Figure 3: Group representativeness scoresRGm of LMs as a function of political ideology and income: A higher score (lighter) indicates that, on average across dataset questions, the LMs opinion distribution is more similar to that of survey respondents from the specified group (i.e.,RGm(Q) is larger). The coloring is normalized by column to highlight the groups a given model (column) is most/least aligned to. We find that the demographic groups with the highest representativeness shift from base LM (moderate to conservative with low income) to the RLHF trained ones (liberal and high income). Other demographic categories are shown in Appendix 8.

Modal representativeness: text-davinci-003 has a sharp and low entropy opinion distribution, converging to the modal views of liberals and moderates.

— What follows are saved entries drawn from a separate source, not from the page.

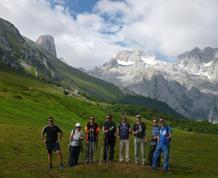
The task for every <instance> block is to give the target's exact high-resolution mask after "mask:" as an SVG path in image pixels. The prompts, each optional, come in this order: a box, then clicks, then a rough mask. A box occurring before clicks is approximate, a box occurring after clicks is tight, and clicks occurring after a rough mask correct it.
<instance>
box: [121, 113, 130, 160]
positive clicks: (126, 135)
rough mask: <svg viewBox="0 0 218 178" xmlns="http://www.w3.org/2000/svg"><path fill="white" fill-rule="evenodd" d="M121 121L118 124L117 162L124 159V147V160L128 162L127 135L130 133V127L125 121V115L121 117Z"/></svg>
mask: <svg viewBox="0 0 218 178" xmlns="http://www.w3.org/2000/svg"><path fill="white" fill-rule="evenodd" d="M121 119H122V121H121V123H120V125H119V129H118V134H119V137H120V147H119V162H120V163H121V162H123V161H124V149H125V161H126V163H129V160H130V159H129V135H130V133H131V128H130V125H129V123H128V122H127V118H126V116H122V117H121Z"/></svg>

Figure 9: A comparison of the entropy of LM response distributions: text-davinci-003 tends to assign most of it’s probability mass to a single option. This is in contrast to human opinions which tend to have a fair amount of variability.

Steerability

Most LMs (except ada) become more representative of subgroups post-steering (Fig 4b)
Most cases improvements are by a constant factor, so different subgroups are still aligned to different degrees post-steering
There is some varition in adaptability of models, eg. j1-grande-v2-beta is more adaptive for Southerners and text-davinci-002 for liberals (Fig 11)
text-davinci-002 has the smallest alignment gap across group after steering

Figure 11: A break down of the post-steering representativeness scores of different LMs by the subgroup they are steered to.

Consistency

A Consistency score (Cm) is defined, which is the fraction of topics where an LM’s most aligned group matches its most aligned group on the given topic. The scores ranges from 0 to 1, higher score means model agrees with same subgroups across all topics.

Overall consistency scores of current LMs are fairly low, indicating expression of patchwork of disparate opinions (Fig 3)
Base models from both providers and the RLHF-trained text-davinci-003 from OpenAI seem to be the most consistent, but towards different sets of groups (see Fig 5)
None of are perfectly consistent, even text-davinci-00{2,3} aligns with conservatives on religion (Fig 5)

Figure 5: Consistency of different LMs (columns) across topics (rows) on different demographic attributes (panels). Each dot indicates an LM-topic pair, with the color indicating the group to which the model is best aligned, and the size of the dot indicates the strength of this alignment (computed as the ratio of the best and worst subgroup representativeness for that topic, see Appendix B.3 for details). We find significant topic-level inconsistencies, especially for base LMs, and strong educational attainment consistency for RLHF trained LMs.